We had been outside for about an hour when we saw a commotion in the street. People were running toward my grandparents’ tenement. Someone said to me, “I think it’s your mother.” I didn’t believe it, but I started running with them. There was an ambulance in front of the building, and there, coming out the front doors, carried on a stretcher, was my mother. She had attempted suicide.
This was not explained to me; I had to piece together what had happened. I knew that she had left a note and that she was sent to recover at Bellevue Hospital. That period is kind of a blank to me, but I do remember sitting around the kitchen table, where the grownups were discussing what to do. Years later, I made the film “Dog Day Afternoon,” and one of its final images, showing the actor John Cazale’s character, already dead, being taken away on a stretcher, made me think of the moment I saw my mother brought out to that ambulance. But I don’t think she wanted to die then, not yet. She came back to our household alive, and I went out into the streets.

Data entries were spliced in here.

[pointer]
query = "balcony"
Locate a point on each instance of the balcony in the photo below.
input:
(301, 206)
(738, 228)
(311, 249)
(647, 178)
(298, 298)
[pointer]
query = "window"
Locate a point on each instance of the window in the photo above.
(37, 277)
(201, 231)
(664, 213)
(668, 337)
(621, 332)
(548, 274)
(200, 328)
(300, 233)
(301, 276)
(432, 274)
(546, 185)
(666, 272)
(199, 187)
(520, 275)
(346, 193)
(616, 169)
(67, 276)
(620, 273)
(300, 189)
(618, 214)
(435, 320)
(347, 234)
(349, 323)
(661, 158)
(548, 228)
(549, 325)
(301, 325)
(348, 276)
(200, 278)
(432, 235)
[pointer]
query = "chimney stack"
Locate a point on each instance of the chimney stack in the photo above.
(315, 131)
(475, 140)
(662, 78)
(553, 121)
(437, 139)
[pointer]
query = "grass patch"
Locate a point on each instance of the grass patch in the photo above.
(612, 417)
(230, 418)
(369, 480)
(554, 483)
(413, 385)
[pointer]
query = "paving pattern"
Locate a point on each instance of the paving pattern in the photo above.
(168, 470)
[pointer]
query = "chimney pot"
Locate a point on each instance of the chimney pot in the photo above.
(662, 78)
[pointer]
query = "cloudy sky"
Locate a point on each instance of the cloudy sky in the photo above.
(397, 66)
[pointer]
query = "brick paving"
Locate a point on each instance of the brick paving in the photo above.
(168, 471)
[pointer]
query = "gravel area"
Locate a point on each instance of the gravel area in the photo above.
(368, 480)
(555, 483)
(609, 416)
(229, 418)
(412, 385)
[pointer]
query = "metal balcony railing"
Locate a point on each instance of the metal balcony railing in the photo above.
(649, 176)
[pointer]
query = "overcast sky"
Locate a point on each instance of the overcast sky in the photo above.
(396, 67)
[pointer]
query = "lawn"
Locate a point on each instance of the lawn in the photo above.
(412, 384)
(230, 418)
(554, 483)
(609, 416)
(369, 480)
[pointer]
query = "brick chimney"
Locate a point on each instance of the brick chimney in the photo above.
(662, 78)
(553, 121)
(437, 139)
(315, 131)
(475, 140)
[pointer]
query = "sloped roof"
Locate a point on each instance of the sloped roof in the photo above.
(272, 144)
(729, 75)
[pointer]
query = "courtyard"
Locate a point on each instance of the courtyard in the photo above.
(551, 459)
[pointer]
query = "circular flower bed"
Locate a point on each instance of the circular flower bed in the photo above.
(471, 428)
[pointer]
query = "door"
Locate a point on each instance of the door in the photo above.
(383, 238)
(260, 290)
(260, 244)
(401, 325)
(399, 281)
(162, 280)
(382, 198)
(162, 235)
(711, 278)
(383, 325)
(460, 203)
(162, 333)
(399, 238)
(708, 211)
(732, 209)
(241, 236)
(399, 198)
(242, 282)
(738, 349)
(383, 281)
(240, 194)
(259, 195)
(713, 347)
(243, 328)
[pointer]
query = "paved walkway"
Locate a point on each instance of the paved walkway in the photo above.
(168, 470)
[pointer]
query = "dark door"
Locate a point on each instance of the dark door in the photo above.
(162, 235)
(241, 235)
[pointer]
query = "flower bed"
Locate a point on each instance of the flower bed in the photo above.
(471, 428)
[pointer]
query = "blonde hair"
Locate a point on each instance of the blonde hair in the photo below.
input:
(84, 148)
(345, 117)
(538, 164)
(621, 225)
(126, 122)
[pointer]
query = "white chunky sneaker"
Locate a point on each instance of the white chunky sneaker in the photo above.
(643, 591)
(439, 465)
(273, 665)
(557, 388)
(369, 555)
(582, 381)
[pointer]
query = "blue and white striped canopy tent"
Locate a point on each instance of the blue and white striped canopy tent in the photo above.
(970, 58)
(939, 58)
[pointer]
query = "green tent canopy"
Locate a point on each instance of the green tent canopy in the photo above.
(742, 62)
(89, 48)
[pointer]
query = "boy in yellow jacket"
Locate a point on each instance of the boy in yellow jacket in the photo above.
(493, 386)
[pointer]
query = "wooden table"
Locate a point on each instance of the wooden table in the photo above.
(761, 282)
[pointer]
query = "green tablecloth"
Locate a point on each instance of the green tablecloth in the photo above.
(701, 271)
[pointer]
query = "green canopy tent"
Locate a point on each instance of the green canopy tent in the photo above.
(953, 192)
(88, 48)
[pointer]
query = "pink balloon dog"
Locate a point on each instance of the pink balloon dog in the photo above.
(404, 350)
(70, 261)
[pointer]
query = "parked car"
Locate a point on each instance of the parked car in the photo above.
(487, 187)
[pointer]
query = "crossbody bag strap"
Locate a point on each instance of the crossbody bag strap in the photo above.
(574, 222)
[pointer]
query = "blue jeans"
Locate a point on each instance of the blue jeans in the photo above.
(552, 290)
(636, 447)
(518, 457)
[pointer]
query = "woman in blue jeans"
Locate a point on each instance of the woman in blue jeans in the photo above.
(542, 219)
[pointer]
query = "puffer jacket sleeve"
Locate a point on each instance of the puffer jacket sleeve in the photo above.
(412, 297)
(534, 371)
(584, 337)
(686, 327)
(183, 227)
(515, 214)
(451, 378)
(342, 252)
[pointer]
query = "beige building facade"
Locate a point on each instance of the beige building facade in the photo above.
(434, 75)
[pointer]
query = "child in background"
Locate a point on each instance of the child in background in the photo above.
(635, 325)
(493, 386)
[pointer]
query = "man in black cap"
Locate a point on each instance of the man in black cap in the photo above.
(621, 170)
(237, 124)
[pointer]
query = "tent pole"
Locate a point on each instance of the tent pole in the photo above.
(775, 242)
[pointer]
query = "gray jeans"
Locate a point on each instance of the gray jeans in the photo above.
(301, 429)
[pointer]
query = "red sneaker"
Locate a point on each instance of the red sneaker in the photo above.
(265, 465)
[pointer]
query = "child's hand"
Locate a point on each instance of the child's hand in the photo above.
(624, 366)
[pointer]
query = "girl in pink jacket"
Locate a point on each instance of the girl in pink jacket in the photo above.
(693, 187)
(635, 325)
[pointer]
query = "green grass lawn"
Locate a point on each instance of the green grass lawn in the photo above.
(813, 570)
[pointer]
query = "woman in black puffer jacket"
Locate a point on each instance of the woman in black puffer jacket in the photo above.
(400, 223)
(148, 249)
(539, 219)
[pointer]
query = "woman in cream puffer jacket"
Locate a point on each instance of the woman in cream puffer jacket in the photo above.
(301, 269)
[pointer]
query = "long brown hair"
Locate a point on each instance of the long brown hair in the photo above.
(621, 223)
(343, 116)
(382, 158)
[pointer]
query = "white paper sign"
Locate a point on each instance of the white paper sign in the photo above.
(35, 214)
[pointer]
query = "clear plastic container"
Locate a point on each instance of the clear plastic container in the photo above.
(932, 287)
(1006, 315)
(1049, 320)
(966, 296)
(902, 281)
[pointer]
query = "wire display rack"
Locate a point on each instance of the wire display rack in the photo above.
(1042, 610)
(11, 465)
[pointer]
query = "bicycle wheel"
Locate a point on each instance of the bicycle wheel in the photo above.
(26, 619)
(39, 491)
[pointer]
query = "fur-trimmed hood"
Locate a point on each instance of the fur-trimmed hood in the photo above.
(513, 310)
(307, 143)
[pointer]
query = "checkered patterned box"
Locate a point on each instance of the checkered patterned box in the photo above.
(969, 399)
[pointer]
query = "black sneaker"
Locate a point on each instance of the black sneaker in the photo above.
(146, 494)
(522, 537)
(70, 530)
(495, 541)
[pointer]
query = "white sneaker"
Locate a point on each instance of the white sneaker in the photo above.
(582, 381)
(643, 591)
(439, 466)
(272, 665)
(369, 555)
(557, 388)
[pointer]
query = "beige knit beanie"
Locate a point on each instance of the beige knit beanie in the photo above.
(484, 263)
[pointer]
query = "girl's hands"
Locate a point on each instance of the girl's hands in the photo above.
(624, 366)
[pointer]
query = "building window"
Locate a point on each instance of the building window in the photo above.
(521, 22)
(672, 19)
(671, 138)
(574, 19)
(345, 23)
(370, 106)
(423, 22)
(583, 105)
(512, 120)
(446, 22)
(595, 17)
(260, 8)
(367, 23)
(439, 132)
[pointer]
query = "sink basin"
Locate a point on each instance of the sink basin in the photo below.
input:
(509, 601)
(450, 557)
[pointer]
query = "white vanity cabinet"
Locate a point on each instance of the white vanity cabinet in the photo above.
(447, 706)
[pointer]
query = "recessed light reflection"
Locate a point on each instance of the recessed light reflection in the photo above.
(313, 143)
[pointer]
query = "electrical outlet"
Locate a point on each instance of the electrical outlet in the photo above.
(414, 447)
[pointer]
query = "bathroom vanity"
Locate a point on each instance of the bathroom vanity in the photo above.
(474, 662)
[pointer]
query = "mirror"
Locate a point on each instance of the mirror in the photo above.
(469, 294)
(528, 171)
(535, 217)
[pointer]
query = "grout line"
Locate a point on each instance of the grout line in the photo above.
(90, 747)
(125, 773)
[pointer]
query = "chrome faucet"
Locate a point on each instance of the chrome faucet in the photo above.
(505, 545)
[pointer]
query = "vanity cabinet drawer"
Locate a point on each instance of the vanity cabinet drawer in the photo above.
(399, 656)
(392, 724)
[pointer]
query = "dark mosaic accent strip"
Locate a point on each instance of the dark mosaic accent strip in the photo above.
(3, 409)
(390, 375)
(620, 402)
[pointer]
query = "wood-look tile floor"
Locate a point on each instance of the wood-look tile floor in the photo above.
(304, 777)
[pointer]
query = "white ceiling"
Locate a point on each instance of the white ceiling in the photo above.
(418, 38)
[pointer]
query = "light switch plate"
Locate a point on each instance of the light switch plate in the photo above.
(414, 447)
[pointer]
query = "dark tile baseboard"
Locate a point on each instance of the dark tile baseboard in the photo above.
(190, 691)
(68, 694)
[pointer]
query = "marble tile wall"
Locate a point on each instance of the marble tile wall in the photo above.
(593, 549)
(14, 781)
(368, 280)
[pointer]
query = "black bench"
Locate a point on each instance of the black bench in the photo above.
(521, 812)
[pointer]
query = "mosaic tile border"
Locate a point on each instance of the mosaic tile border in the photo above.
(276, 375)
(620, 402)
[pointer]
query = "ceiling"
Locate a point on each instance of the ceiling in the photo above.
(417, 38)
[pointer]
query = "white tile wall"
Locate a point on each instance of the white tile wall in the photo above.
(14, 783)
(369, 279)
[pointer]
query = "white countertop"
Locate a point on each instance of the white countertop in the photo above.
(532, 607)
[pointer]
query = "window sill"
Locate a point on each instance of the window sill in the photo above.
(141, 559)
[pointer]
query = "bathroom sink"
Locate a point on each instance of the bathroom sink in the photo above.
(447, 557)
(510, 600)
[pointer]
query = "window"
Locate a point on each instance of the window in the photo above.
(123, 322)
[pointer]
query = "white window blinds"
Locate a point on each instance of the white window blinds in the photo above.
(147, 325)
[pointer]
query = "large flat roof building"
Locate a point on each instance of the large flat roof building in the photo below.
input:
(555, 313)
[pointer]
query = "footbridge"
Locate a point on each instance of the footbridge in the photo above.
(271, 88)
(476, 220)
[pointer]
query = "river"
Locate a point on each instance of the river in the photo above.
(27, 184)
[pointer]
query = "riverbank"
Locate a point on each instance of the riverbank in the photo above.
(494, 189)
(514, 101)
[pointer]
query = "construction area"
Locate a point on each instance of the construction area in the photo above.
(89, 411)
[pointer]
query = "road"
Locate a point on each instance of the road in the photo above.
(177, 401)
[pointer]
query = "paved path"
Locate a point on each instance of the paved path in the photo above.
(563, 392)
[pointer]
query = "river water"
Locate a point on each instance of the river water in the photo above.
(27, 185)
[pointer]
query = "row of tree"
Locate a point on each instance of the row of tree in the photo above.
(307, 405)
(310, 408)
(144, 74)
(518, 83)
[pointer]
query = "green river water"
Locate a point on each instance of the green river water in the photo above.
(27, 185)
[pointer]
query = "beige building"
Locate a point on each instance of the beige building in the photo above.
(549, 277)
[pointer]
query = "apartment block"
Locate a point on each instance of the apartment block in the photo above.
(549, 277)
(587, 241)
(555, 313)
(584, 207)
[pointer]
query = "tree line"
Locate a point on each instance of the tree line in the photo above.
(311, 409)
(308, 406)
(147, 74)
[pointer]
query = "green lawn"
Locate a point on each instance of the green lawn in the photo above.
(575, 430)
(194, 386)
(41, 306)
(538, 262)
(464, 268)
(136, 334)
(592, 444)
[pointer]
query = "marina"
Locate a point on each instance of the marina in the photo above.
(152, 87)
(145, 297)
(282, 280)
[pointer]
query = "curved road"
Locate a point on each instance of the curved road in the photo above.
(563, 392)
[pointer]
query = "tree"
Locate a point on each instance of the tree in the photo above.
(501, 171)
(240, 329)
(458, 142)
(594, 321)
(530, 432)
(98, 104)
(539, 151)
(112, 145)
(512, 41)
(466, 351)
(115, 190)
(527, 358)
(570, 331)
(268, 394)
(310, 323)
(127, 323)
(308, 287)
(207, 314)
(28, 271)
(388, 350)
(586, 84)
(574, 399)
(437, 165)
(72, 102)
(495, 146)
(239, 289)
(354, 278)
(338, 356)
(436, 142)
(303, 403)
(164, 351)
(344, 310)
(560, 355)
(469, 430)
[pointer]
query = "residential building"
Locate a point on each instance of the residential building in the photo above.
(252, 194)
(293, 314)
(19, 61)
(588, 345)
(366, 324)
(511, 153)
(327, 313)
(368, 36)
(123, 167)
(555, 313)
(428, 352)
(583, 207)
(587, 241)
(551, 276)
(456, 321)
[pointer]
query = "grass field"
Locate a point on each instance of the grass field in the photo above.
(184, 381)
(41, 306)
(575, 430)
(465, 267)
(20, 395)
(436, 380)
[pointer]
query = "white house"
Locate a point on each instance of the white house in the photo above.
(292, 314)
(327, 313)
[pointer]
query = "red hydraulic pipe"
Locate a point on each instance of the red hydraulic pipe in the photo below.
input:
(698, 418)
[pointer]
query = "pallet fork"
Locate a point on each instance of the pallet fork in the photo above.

As a kid, I ran with a crew that included my three best friends: Cliffy, Bruce, and Petey. We were on the prowl, hungry for life. To this day, one of my favorite memories is coming down the stairs and out onto the street in front of my tenement building on a bright Saturday morning in the spring. I couldn’t have been more than ten years old. I remember looking down the block, and there was Bruce, about fifty yards away. He turned and smiled, and I smiled, too, because we knew the day was full of potential.
Every few blocks were vacant lots where victory gardens had been planted at the height of the war. By then, they were wrecked and full of debris. Once in a while, when you looked down at the sidewalk along the lots, you’d see a blade of grass growing up out of the concrete. That’s what my friend, the acting teacher Lee Strasberg, once called talent: a blade of grass growing up out of a block of concrete.
One winter day, I was skating on the ice over the Bronx River. We didn’t have ice skates, so I was wearing a pair of sneakers, doing pirouettes, showing off for my friend Jesus Diaz, who was standing at the shore. One moment I was laughing and he was cheering me on, then suddenly I broke through the surface and plunged into the freezing water below. Every time I tried to crawl out, the ice broke further and I kept falling back in. I think I would have drowned if it wasn’t for Jesus Diaz. He found a stick twice his size, spread himself out as far as he could from the shore, and pulled me to safety.
Another day, I was walking on top of a thin, iron fence, doing my tightrope dance. It had been raining all morning, and, sure enough, I slipped and fell, and the iron bar hit me directly between my legs. I was in such pain that I could hardly walk. An older guy saw me groaning in the street, picked me up, and carried me to my aunt Marie’s apartment. She was my mother’s younger sister, and she lived on the third floor in the same building as my grandparents. The Samaritan threw me on a bed and said, “Take care, man.”